Mai’yah Kau
2026 Culture Push Black Utopian Fellow
Mai’yah Kau, also known as Maima, The Water Spirit, is a queer Liberian diasporic artist with roots in Park Hill, Staten Island and based in Brooklyn. Their work weaves together identity, heritage, and spirituality. Kau blends traditional West African dance with contemporary queer performance to create participatory rituals and dances. Mai’yah is a full-spectrum community doula and birth worker as well as a burlesque performer, these varied practices contribute to Mai’yah’s ability to work across and beyond performance genres. Their work has been shown at Bronx Academy of Art & Dance, Movement Research @ Judson and the Snug Harbor Dance Festival.

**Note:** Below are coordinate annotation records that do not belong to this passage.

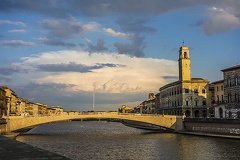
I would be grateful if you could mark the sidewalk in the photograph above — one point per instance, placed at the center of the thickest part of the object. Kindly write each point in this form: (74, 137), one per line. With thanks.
(11, 149)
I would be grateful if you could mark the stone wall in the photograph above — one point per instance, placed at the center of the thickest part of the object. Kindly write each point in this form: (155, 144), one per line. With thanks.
(19, 122)
(212, 125)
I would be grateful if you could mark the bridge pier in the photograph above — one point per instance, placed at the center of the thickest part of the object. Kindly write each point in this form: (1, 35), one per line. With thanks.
(165, 121)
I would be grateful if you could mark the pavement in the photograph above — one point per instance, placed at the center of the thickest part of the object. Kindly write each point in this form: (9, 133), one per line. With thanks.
(11, 149)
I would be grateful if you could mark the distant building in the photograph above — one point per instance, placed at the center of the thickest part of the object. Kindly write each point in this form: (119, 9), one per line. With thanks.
(125, 109)
(188, 96)
(3, 103)
(218, 102)
(232, 91)
(12, 102)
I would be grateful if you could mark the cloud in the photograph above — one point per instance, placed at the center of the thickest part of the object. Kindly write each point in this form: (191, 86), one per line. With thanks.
(67, 28)
(17, 43)
(13, 23)
(8, 70)
(72, 67)
(99, 47)
(219, 20)
(170, 77)
(135, 48)
(17, 31)
(67, 78)
(56, 42)
(111, 32)
(134, 25)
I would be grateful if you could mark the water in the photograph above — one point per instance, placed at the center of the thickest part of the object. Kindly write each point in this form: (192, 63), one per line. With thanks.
(100, 140)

Mai’yah is also a recipient of the Mertz Gilmore Dance Research Award with Staten Island Arts, fellow of the Divine Fellowship with Public Assistants and Eureka! Press as well as 2024 artist in residence with Dancing Futures Residency with Pepatian in collaboration with BAAD. Through movement and multidisciplinary art, Kau searches for ancestral narratives, both personal and collective, as a way to honor heritage while imagining new futures. Their practice is an ongoing exploration of transformation, resilience, and the fluidity of cultural memory.
Photo by A Klass @transnormativity (2025)
PROJECT - GURSHA: COMMUNAL EATING LOVERS
Mai’yah’s proposed project is Gursha: Communal Eating Lovers which is inspired by an Ethiopian practice of feeding another by hand—a gesture of hospitality, intimacy, and care. Inspired by their time in Ethiopia and former lover, they aim to investigate how gursha can illuminate queer intimacy and communal care. This work will weave together food, ancestral connection, sensual liberation, call-and-response, communal participation and rituals of union. Multiple iterations will vary and may look like a live performance with shared dinner, a zine, video and collective moments of reflection.